Altro che io sono Charlie.

Quello che succede con i direttori e i redattori della defunta Unità – costretti a pagare di tasca propria incredibili risarcimenti all’Italia che sappiamo – non è una anomalia chissà quale ma il risultato di un profondo odio verso il lavoro dei giornalisti che ha prodotto in passato una pessima legge sulla diffamazione e rischia di produrne una nuova che è altrettanto criminalizzante del lavoro dei giornalisti.

In Italia chiunque può querelare un giornalista sapendo di farla franca. Infatti se la querela viene poi archiviata dalla magistratura il querelante non “paga” niente. Questo perché non esiste l’istituto della querela temeraria, in atto in  altri paesi un po’ più civili dove sei libero sì di querelare un giornalista ma se poi risulta che non lo dovevi fare sei costretto a pagare. Almeno questo.

In Italia no.

L’odio verso i giornalisti, soprattutto quelli investigativi, è tale che a lungo il parlamento in sede di riforma della legge sulla diffamazione ha accarezzato l’idea di far pagare le querele vincenti con la galera per il giornalista.

La mostruosità ora è stata sostituita da un’ipotesi di risarcimento di ben 50.000 euro, un’enormità se si considera che ormai una buona parte dei giornalista è costituita da precari.

Francamente era meglio la galera.

Il fatto è che questo testo approdato ora in terza lettura alla Camera (commissione giustizia) è stato considerato dai dirigenti della passata gestione della Fnsi un male minore. Contenti di aver visto eliminare l’ipotesi carcere i dirigenti della Fnsi si sono accontentati di tutto il resto.

Tutto il resto comporta che chiunque non solo può querelarti (senza pagare alcuna conseguenza) ma avrebbe pure il diritto di veder pubblicata una rettifica senza alcuna risposta da parte del giornalista.

Si crea così la figura del rettificatore di professione, con  i giornali costretti a pubblicare qualsiasi rettifica senza poter dire niente.

In sintesi: multe di 50 mila euro, rettificatori di professione, niente querele temerarie. Questa sarebbe allo stato attuale le futura legger sulla diffamazione…L’ultima  sciocchezza è l’idea di introdurre il dovere di rettifica perfino per i blog, 48 ore per pubblicare altrimenti scatta la ghigliottina dei 50 m ila euro…

Ecco, tutto questo capita in un paese che si è riempito la bocca di “io sono Charlie”.

Ma quando mai. Questi vogliono sterminare i giornalisti.
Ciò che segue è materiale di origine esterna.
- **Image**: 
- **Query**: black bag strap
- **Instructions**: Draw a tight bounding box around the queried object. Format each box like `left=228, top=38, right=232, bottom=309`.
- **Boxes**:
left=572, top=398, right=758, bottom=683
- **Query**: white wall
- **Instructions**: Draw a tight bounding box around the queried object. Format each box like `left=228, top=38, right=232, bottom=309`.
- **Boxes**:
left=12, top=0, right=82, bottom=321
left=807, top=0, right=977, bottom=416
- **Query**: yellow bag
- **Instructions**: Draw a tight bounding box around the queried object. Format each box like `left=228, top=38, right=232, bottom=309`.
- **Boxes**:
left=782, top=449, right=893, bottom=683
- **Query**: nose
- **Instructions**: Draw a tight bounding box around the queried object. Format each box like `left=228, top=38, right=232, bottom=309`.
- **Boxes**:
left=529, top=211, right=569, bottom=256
Domanda: ma non c’è più nessuno in Italia che creda nella libertà di espressione e nell’articolo 21 della Costituzione?

P.s: l’idea di “aiutare” economicamente i giornalisti e i direttori dell’Unità è giusta, ma come si capisce non risolverà il problema più generale di una legge sulla diffamazione che non sia una mostruosità.